ECLI:NL:GHARL:2024:7686

Gerechtshof Arnhem-Leeuwarden

Datum uitspraak
12 december 2024
Publicatiedatum
12 december 2024
Zaaknummer
200.338.226/01
Instantie
Gerechtshof Arnhem-Leeuwarden
Type
Uitspraak
Rechtsgebied
Civiel recht
Procedures
  • Hoger beroep
Rechters
Vindplaatsen
  • Rechtspraak.nl
AI samenvatting door LexboostAutomatisch gegenereerd

Afwijzing verzoek voorlopig getuigenverhoor in hoger beroep met betrekking tot tuchtrechtelijke klachten tegen advocaat

In deze zaak heeft het Gerechtshof Arnhem-Leeuwarden op 12 december 2024 uitspraak gedaan in hoger beroep over een verzoek van [appellant] tot het houden van een voorlopig getuigenverhoor. Dit verzoek was eerder door de rechtbank Noord-Nederland afgewezen. De rechtbank oordeelde dat het verzoek niet voldeed aan de vereisten van artikel 187 lid 3 Rv, omdat het feitelijk gebeuren onvoldoende geconcretiseerd was. [appellant] had in zijn verzoek enkel verwezen naar eerdere stukken zonder deze verder te onderbouwen.

Het hof bevestigde de afwijzing van het verzoek en oordeelde dat [appellant] niet voldoende had aangetoond welke feiten en omstandigheden hij wilde bewijzen. Het hof benadrukte dat een verzoek tot een voorlopig getuigenverhoor voldoende duidelijk en concreet moet zijn, zodat de rechter en de wederpartij weten waar het verhoor op betrekking heeft.

[appellant] was verwikkeld in meerdere procedures met [geïntimeerde], die in haar hoedanigheid van Deken van de Orde van Advocaten bezwaren tegen hem had ingediend. Het hof concludeerde dat het verzoek van [appellant] een 'fishing expedition' zou worden, omdat het niet voldoende onderbouwd was.
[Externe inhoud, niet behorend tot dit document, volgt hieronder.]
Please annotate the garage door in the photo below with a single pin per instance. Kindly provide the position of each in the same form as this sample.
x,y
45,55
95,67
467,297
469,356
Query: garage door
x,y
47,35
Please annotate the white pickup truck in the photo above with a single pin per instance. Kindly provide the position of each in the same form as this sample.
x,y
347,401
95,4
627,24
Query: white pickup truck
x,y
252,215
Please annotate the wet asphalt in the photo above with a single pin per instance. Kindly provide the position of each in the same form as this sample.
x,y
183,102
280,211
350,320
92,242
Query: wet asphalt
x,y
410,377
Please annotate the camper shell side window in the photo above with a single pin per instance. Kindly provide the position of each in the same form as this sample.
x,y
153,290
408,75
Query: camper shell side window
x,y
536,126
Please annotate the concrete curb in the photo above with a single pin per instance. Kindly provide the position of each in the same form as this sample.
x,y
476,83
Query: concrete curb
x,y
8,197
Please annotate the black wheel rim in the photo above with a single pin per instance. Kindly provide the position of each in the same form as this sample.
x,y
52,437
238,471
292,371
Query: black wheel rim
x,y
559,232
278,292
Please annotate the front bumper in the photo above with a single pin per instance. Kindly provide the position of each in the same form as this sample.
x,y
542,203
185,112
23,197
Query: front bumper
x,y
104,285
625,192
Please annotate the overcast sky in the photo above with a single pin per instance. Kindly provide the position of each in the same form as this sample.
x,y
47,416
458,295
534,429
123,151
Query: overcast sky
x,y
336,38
Het hof bekrachtigde de beschikking van de rechtbank en veroordeelde [appellant] in de proceskosten van het hoger beroep.

Uitspraak

GERECHTSHOF ARNHEM-LEEUWARDEN

locatie Leeuwarden, afdeling civiel
zaaknummer gerechtshof 200.338.226/01
zaaknummer rechtbank Noord-Nederland C/18/223749
beschikking van 12 december 2024
in de zaak van
[appellant],
die woont in [woonplaats1] ,
die hoger beroep heeft ingesteld,
en bij de rechtbank optrad als verzoeker,
hierna:
[appellant],
advocaat: mr. D.P. Kant in Capelle aan den IJssel,
tegen
[geïntimeerde] in haar hoedanigheid van Deken van de Orde van Advocaten in het arrondissement Noord-Nederland,
die woont op een geheim adres,
en bij de rechtbank optrad als verweerster,
hierna:
[geïntimeerde]of
de Deken,
advocaat: mr. H.J. de Groot in Groningen.

1.De procedure bij de rechtbank

Voor de procedure bij de rechtbank verwijst het hof naar de beschikking van 27 november 2023 van de rechtbank Noord-Nederland, locatie Groningen. De rechtbank heeft daarbij het verzoek van [appellant] tot het houden van een voorlopig getuigenverhoor afgewezen.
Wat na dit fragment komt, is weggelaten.